His ability to seemingly place himself into the heart of the game has resulted in a wonderful photographic record of the great non-professional era of All Black rugby, fixing in time great iconic moments of the giants of the age: the likes of Meads, Whineray, Clarke, Mourie, Tremain, Going, Kirkpatrick. Bushy became as recognizable to rugby fans as the players themselves, racing up and down the sideline in rugby boots to keep up with the action and to get the great shots.

The dawn of the professional era has brought great changes to the game, but this has only made Peter’s pictures all the more valuable, not just for the record of players and games, but also as a social history of the more carefree New Zealand they recall, crowds of men in hats standing on the terraces, pole sitting spectators, jubilant crowds right on the sideline and the hard, cold light on winter afternoons.

But there are layers of history and social comment embedded in Peter’s work. His photographs capture the All Blacks in apartheid South Africa, in Belfast during the ‘Troubles’ of the early 1970s, and during the Springbok tour in 1981.

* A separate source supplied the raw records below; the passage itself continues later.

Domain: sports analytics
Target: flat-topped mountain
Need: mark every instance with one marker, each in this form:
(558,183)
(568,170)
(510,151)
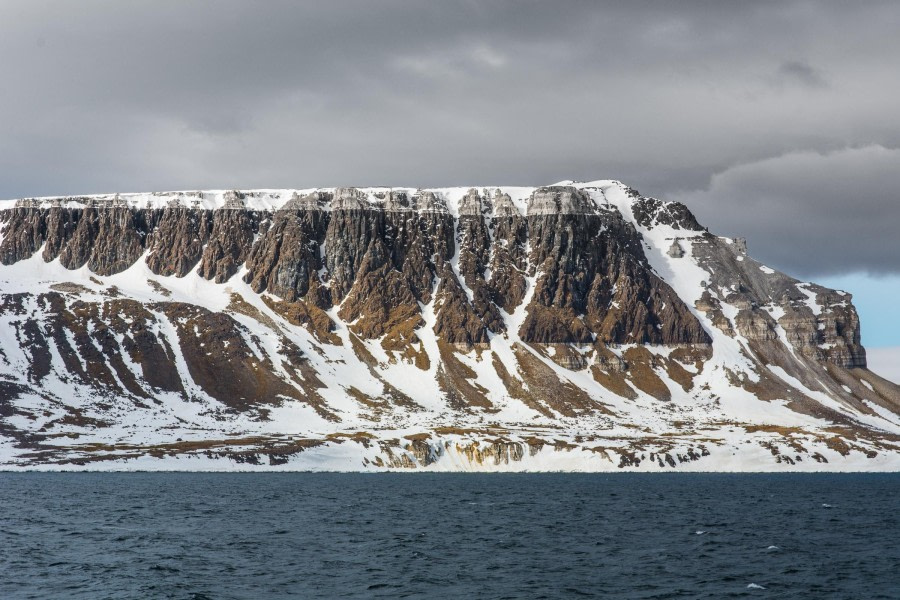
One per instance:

Rugby may be what he is known for but Bushy has also captured many other historical moments in New Zealand and the world’s history. His ability to not intrude but simply observe through the lens has created hundreds of eye-catching images.

“He has photographed Prime Ministers and protesters as well as prop forwards, travelled with the Pope (John Paul II) and taken shots as diverse as marooned, dying ships and golden sunsets. His genius has been the mix of aesthetic beauty, poignancy and sheer unorthodoxy in his work. A Peter Bush photograph is never less than captivating.” New Zealand Herald 11/01/12.